= Ana Millán Gasca =

Spanish historian of science

Ana María Millán Gasca (born 1964) is a Spanish historian of science, scholar of mathematics education, and book author. She works in Italy as a professor at Roma Tre University.

==Education and career==
Millán was born in 1964 in Zaragosa, and has a 1990 PhD in mathematical sciences from the University of Zaragoza.
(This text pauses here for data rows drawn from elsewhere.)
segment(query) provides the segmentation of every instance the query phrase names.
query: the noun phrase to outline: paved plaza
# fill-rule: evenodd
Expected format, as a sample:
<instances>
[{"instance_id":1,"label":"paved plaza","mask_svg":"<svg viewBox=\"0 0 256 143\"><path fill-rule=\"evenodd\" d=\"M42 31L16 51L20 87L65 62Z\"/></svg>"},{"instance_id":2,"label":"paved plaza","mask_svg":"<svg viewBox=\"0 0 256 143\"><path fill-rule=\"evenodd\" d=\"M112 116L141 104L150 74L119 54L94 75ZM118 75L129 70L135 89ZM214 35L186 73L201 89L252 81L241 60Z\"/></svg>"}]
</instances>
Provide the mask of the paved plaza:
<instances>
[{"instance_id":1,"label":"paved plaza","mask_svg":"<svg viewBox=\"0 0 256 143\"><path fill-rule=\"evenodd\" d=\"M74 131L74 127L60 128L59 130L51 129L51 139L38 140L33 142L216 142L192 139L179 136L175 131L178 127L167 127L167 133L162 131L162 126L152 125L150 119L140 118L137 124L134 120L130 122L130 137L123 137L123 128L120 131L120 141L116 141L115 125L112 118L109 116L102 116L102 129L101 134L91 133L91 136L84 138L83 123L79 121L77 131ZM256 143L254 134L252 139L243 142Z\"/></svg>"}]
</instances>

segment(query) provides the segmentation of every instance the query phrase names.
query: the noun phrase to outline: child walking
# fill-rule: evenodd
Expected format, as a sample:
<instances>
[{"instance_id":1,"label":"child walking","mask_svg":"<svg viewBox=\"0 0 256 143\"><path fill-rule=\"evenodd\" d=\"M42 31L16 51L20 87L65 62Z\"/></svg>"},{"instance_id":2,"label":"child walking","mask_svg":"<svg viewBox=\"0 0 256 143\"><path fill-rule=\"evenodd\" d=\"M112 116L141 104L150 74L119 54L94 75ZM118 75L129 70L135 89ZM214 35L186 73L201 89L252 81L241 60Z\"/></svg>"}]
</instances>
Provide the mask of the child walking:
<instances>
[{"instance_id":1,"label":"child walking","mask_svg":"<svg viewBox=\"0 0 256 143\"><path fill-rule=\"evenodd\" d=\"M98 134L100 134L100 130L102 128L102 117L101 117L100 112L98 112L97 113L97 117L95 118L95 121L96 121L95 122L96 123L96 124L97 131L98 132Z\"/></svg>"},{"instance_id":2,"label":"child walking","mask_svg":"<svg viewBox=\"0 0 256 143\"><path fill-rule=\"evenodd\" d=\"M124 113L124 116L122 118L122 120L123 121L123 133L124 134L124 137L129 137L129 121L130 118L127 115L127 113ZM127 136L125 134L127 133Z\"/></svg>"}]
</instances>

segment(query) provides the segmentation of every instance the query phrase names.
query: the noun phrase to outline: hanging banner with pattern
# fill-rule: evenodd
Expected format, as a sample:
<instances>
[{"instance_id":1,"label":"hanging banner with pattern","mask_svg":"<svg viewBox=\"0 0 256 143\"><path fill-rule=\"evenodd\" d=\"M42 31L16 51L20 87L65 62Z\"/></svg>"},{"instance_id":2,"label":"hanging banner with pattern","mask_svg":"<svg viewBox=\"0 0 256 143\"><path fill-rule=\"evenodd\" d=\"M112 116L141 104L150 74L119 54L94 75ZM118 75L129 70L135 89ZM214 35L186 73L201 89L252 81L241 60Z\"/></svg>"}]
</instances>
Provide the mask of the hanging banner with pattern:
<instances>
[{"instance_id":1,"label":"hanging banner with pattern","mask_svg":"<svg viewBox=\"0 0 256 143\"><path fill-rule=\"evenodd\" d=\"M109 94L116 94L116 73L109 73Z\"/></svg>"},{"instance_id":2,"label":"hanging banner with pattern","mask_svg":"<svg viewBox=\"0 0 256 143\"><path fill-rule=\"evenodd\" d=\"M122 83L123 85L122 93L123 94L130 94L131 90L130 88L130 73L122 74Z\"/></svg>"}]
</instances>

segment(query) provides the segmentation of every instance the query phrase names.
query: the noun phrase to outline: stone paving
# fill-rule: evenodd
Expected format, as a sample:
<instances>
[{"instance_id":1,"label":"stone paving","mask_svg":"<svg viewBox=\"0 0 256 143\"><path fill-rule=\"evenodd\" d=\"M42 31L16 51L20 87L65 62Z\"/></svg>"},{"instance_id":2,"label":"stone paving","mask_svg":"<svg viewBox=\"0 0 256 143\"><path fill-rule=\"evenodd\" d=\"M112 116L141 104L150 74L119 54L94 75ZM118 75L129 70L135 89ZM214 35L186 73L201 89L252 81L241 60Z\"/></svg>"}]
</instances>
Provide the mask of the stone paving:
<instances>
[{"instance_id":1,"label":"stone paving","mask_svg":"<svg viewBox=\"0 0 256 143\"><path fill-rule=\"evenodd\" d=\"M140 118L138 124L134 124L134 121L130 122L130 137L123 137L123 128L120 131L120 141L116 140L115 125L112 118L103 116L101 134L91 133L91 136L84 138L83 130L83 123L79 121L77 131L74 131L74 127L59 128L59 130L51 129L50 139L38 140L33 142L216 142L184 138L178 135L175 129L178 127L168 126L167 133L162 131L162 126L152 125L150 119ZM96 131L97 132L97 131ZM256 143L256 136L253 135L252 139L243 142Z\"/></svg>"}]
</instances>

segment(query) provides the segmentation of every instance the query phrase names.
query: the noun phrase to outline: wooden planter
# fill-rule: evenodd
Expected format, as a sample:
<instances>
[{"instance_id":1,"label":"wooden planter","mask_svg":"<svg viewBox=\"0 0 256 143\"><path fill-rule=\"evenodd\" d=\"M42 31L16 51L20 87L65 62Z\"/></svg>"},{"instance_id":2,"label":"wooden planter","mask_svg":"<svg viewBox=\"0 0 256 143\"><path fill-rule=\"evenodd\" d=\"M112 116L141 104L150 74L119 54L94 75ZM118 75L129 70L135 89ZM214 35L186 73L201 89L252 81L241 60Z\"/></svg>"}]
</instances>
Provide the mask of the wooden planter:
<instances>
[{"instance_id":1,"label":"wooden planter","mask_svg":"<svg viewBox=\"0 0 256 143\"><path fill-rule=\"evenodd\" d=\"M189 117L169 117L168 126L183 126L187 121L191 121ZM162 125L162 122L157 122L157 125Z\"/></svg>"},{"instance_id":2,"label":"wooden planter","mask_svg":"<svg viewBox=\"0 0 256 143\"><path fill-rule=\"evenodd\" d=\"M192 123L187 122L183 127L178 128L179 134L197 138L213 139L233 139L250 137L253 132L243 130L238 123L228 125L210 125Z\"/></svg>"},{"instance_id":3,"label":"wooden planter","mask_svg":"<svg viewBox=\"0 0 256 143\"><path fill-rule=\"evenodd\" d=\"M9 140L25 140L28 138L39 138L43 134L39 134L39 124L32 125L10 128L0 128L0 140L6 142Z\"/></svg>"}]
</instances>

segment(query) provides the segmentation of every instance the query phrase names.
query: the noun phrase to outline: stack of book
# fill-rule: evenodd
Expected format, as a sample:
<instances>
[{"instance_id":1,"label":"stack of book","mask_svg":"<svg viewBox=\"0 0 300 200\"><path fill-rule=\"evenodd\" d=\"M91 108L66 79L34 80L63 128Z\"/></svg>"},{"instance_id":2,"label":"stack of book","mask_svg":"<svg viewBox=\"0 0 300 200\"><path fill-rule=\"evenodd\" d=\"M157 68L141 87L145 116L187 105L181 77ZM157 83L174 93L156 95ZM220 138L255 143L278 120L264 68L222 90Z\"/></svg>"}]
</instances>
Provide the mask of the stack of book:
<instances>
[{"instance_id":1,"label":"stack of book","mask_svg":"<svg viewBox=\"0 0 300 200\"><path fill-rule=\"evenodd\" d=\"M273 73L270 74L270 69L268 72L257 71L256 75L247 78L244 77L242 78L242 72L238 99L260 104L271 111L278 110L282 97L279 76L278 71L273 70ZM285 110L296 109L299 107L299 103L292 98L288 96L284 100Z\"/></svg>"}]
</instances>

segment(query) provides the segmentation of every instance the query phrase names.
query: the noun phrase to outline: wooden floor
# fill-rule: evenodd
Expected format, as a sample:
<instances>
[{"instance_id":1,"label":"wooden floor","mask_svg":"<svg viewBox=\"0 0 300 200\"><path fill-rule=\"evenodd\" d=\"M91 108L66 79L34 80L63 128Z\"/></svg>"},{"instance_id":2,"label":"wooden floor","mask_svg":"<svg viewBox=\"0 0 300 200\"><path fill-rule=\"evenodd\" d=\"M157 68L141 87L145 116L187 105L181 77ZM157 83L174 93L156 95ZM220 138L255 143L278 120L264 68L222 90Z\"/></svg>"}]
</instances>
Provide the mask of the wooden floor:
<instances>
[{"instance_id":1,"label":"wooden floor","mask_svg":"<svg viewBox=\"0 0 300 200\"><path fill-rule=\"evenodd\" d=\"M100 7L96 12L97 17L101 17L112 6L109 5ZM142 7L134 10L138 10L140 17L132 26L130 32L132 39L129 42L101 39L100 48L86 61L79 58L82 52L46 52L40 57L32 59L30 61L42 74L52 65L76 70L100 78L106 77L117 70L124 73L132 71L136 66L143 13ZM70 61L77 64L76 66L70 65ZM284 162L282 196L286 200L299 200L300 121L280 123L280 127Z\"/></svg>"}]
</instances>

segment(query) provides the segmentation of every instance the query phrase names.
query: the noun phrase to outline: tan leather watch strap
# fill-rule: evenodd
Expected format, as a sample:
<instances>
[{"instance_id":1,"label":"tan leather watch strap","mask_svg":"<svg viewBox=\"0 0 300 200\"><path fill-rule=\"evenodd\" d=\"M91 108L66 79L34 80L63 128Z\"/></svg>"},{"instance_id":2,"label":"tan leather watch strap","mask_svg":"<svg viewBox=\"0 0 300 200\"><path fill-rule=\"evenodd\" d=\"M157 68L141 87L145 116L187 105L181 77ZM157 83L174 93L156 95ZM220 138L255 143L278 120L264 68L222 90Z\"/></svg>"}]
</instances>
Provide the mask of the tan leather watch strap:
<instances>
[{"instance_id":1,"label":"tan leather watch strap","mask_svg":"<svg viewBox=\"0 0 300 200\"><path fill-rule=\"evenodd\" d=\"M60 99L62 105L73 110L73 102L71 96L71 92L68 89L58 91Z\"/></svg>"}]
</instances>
She joined Roma Tre in 2006, after previously teaching at the University of Zaragoza, the University of La Rioja, the University of L'Aquila, and the University of Rome Tor Vergata.

At Roma Tre, she is a full professor in the department of science education, where her laboratory focuses on primary-school mathematics education, especially for students with learning disabilities.

==Books==
Millán's books include:
- The Biology of Numbers: The Correspondence of Vito Volterra on Mathematical Biology (with Giorgio Israel, Birkhäuser, 2002)
- Technological Concepts and Mathematical Models in the Evolution of Modern Engineering Systems: Controlling, Managing, Organizing (edited with Mario Lucertini and Fernando Nicolòm, Birkhäuser, 2004)
- Euclides: La fuerza del razonamiento matemático (Nivola, 2004)
- All'inizio fu lo scriba: Piccola storia della matematica come strumento di conoscenza (Mimesis, 2004)
- Fabbriche, sistemi, organizzazioni: Storia dell’ingegneria industriale (Springer, 2006)
- The World as a Mathematical Game: John von Neumann and Twentieth Century Science (with Giorgio Israel, Birkhäuser, 2009)
- Pensare in matematica (with Giorgio Israel, Zanichelli, 2012)
- Numeri e forme: Didattica della matematica con i bambini (Zanichelli, 2016)
- I bambini e il pensiero scientifico (with Paola Magrone, Carocci, 2018)
- L'abc della matematica (Carocci, 2021)

==Recognition==
Millán has been a corresponding member of the International Academy of the History of Science since 2012.